The problem was that Wallace and Gromit’s British style failed to catch on in America. Whereas the movie grossed $51 million in Britain, it only took a little more — $56 million — in the far larger US market. DVD sales have followed the same pattern, forcing the company to take an immediate charge to reflect the total loss.
DreamWorks, the studio behind Madagascar and Shrek, earned $63.2 million in 2005’s fourth quarter after the $25.1 million Wallace & Gromit write-off. The company had previously taken a $3.9 million charge in the third quarter as it became clear that the film was not meeting the studio’s high hopes for it.
Income was far lower than a year ago, when the company recorded a net profit of $192 million. The better performance reflected income from the studio’s blockbuster Shrek 2 sequel to the ogre and the princess saga.
The company’s revenue was primarily accounted for by Madagascar, the animated feature starring four zoo animals who have to survive in the wild. It generated 88 per cent of the $192 million fourth-quarter turnover. The bulk of the turnover was generated by DVD and video sales of the movie, with 14.2 million being sold worldwide in the first seven weeks after its release.
DreamWorks is one of Hollywood’s two leading animated studios. Its principal rival, Pixar, was recently acquired by Disney for $7.4 billion.
Jeffrey Katzenberg, DreamWorks’ chief executive, said that the company viewed as “neutral” the impact of the Pixar deal.
He said: “We don’t actually directly compete. We never release films on the same date and in the next couple of years it doesn’t seem like that will be the case. There really is no change in the marketplace.”

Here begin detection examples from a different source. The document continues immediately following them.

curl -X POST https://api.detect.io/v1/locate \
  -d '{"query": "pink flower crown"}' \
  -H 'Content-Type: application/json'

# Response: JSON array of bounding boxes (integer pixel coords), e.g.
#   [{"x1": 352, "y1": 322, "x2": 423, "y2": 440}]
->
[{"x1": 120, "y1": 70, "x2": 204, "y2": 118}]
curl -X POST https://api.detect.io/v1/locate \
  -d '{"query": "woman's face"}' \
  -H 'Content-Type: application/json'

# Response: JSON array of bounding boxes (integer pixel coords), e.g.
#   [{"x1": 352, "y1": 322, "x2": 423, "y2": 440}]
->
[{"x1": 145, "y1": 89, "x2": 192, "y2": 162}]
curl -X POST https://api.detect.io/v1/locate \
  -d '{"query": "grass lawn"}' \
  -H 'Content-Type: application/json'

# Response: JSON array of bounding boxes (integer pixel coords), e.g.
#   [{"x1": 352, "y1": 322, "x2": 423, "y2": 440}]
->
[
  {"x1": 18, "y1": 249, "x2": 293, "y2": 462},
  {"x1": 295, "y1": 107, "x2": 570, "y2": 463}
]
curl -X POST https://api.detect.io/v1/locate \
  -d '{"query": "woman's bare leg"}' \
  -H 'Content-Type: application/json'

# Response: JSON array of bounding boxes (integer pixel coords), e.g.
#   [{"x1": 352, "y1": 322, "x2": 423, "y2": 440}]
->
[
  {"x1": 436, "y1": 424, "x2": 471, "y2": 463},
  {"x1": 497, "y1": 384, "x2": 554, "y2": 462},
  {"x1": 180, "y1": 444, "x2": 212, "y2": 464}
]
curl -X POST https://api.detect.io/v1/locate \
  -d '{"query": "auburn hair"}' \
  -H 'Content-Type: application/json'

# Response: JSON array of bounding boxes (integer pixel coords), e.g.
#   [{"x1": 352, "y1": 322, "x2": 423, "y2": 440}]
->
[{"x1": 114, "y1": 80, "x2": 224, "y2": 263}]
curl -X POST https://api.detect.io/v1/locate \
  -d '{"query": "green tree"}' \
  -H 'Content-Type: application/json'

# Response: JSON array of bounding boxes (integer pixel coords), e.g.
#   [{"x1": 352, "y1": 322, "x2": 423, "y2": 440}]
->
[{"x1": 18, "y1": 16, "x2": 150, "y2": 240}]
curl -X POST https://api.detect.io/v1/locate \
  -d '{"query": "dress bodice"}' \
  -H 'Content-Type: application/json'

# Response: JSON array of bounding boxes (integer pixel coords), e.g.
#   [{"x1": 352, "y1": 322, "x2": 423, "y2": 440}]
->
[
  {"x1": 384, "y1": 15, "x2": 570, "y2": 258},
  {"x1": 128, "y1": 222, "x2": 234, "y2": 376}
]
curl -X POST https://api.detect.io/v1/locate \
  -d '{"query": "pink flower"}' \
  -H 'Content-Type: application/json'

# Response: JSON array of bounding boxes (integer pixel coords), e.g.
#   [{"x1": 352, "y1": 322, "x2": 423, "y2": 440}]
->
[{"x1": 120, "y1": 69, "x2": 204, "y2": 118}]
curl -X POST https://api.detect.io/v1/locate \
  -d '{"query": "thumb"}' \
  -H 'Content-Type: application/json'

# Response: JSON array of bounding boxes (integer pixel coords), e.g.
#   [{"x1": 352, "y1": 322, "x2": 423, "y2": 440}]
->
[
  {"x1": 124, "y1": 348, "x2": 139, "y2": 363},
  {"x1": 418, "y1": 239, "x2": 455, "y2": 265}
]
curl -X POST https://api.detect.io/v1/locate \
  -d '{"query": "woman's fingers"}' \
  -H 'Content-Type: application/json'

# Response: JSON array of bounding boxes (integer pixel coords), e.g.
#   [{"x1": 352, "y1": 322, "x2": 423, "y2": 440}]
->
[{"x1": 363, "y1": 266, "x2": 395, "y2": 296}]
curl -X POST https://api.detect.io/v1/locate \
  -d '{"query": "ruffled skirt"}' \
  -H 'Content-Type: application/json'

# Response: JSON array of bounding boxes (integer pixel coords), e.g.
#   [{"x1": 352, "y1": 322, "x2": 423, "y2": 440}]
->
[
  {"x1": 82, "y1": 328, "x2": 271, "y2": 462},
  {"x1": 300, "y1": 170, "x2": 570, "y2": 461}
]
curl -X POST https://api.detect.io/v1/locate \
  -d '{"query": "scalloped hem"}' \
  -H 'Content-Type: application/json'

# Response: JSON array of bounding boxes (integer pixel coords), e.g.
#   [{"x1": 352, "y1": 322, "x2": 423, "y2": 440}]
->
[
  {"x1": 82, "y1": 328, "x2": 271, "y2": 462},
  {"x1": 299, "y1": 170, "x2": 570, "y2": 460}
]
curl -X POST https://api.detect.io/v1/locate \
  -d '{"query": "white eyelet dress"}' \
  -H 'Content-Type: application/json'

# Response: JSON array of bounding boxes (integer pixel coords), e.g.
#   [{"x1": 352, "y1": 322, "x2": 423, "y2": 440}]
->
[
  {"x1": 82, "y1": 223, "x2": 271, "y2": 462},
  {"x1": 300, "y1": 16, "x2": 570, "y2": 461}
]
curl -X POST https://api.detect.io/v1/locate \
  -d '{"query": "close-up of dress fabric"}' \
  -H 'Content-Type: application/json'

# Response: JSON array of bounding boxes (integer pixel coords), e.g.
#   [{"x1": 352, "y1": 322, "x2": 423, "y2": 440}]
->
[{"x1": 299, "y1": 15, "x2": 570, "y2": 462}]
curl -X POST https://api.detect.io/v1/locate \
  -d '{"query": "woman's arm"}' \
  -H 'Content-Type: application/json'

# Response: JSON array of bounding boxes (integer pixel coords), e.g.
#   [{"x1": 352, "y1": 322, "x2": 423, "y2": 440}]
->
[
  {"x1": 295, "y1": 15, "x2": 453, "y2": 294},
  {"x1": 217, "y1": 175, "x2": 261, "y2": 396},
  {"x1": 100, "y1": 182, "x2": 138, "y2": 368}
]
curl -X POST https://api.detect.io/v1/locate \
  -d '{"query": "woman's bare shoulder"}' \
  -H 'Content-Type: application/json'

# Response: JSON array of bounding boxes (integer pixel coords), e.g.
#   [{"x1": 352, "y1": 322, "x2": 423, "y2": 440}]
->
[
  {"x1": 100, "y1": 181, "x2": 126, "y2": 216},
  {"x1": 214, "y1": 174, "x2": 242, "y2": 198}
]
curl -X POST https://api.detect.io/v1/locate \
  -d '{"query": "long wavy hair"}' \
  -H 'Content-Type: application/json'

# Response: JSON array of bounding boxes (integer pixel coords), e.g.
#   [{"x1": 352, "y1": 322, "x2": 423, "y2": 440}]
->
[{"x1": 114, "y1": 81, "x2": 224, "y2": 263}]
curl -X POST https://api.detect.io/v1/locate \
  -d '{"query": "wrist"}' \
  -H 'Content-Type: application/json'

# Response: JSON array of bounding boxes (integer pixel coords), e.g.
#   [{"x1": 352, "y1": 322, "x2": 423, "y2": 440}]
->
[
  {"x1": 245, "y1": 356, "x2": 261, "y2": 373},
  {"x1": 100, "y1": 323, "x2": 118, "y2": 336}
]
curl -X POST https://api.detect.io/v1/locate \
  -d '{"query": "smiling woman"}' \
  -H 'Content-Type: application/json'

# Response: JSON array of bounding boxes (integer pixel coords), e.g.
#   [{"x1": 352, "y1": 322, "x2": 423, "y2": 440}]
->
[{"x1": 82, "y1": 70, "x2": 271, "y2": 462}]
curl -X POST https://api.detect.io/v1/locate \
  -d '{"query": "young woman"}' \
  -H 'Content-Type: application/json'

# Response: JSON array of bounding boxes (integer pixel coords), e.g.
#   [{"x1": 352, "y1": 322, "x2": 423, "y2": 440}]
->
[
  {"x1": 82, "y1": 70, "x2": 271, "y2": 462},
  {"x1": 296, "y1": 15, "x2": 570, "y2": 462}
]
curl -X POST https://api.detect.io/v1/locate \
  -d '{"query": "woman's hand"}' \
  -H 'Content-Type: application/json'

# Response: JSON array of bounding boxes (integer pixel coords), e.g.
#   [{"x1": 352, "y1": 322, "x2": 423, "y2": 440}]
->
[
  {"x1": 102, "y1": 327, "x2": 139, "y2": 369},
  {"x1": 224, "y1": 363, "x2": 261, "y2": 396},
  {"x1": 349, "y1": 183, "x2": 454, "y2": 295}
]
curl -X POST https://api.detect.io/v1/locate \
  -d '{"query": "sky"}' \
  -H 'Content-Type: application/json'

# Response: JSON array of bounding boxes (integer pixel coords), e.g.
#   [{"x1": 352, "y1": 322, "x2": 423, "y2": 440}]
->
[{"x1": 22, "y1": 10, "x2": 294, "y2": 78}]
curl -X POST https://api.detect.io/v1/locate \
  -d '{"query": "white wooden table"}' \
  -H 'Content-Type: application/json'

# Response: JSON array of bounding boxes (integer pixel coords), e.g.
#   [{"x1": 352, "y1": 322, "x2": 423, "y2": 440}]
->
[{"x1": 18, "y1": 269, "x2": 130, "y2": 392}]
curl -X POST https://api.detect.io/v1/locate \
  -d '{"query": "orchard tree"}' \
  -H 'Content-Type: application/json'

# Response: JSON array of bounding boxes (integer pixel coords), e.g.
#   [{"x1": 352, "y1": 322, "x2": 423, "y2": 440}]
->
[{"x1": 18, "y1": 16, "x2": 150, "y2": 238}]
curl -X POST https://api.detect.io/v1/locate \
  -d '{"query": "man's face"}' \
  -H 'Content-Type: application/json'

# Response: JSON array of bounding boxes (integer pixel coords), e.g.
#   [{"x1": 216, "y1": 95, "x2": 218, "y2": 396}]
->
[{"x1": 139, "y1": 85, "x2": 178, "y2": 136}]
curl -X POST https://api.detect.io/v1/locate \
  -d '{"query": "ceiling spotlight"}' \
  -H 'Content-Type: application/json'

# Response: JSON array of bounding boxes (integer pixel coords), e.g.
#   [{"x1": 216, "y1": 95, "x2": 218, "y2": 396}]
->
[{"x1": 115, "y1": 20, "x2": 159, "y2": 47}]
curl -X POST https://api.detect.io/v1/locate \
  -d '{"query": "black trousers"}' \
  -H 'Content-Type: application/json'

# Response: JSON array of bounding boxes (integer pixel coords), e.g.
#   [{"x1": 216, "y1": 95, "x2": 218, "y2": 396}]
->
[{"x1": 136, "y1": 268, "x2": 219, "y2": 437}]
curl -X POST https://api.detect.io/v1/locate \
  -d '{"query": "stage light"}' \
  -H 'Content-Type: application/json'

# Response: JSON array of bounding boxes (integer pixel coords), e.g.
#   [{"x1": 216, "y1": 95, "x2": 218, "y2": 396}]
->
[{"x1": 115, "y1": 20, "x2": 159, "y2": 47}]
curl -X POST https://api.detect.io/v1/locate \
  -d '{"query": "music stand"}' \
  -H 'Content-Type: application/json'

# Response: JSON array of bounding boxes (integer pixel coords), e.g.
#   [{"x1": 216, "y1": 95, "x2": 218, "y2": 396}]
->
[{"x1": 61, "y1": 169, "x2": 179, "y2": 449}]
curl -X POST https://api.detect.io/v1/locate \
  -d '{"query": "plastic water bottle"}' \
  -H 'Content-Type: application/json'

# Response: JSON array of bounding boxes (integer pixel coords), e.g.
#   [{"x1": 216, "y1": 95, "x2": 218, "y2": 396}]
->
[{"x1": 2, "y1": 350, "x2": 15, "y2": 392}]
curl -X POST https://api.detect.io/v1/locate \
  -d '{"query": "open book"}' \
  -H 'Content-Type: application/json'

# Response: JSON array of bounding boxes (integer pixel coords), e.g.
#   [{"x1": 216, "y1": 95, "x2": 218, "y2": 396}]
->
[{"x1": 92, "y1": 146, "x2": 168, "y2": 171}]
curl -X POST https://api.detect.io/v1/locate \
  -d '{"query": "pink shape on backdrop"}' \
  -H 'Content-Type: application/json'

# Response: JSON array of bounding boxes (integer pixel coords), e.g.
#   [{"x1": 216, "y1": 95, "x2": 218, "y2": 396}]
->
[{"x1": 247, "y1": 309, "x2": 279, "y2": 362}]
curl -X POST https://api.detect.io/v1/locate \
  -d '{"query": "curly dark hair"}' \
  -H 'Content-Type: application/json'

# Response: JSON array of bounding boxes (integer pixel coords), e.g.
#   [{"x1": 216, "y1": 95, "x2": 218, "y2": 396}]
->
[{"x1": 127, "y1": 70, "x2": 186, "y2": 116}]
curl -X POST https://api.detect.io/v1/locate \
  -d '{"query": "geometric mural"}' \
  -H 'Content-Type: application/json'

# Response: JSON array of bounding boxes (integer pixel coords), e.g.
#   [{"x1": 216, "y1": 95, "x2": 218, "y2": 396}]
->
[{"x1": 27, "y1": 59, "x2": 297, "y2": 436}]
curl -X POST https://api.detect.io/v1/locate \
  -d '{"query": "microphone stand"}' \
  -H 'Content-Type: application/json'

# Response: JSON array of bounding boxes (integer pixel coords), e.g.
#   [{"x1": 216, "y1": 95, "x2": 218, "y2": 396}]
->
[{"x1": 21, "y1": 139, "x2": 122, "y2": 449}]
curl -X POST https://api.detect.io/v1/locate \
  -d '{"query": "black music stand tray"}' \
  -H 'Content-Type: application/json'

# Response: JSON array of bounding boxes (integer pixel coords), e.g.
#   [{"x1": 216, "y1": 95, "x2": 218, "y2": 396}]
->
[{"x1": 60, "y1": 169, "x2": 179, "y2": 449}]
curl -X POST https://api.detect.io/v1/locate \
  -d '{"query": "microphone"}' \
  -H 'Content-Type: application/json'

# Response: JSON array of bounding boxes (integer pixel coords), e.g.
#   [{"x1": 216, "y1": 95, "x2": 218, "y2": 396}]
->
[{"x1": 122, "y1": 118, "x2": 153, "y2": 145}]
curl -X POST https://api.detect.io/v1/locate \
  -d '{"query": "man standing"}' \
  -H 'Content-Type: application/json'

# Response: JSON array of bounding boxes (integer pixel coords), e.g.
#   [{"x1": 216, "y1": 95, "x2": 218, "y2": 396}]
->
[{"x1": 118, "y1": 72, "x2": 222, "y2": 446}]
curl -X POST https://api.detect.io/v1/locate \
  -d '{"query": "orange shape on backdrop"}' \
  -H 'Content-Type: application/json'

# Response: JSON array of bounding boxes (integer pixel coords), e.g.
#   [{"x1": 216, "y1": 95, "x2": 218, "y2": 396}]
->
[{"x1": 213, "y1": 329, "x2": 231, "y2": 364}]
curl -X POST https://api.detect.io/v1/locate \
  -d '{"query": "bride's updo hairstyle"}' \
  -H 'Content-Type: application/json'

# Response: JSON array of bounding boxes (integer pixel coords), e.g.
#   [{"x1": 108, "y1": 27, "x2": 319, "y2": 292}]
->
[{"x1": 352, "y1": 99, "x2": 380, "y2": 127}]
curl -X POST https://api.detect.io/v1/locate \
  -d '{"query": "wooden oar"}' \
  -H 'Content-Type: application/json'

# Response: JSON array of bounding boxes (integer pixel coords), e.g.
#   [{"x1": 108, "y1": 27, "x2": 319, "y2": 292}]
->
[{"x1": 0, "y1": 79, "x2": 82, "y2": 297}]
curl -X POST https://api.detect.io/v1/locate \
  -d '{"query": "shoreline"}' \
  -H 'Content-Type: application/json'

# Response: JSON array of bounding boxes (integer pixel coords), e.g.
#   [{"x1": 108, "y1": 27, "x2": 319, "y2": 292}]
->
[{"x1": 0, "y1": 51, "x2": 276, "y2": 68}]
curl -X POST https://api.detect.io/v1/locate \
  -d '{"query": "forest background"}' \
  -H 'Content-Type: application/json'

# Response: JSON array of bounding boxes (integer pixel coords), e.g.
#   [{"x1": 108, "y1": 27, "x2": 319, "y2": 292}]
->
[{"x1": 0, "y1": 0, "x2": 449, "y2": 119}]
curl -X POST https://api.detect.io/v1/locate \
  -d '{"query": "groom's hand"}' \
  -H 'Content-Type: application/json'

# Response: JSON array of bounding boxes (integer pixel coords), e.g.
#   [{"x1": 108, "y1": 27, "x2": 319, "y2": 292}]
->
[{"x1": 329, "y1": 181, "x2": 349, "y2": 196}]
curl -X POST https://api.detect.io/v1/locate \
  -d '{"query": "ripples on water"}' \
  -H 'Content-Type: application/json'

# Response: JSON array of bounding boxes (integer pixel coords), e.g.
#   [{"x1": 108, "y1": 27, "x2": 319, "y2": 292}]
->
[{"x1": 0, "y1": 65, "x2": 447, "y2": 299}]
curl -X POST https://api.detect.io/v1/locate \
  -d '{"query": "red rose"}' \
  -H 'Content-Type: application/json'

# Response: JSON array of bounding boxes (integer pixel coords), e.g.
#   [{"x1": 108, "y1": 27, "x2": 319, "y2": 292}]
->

Mr Katzenberg also said that a potential logjam of animated films set for release this year appeared to have sorted itself out, leaving DreamWorks’ next film, Over the Hedge, with three weeks alone in the marketplace after its May launch, before Pixar’s Cars appears in June.
DreamWorks refused to give any guidance for 2006 because it could not predict the box office success of Over the Hedge and its other film for the year, Flushed Away.
The company, giving yet another example of Hollywood’s demanding economics, said that Over the Hedge would have to take $310 million worldwide before DreamWorks actually received any profit from it.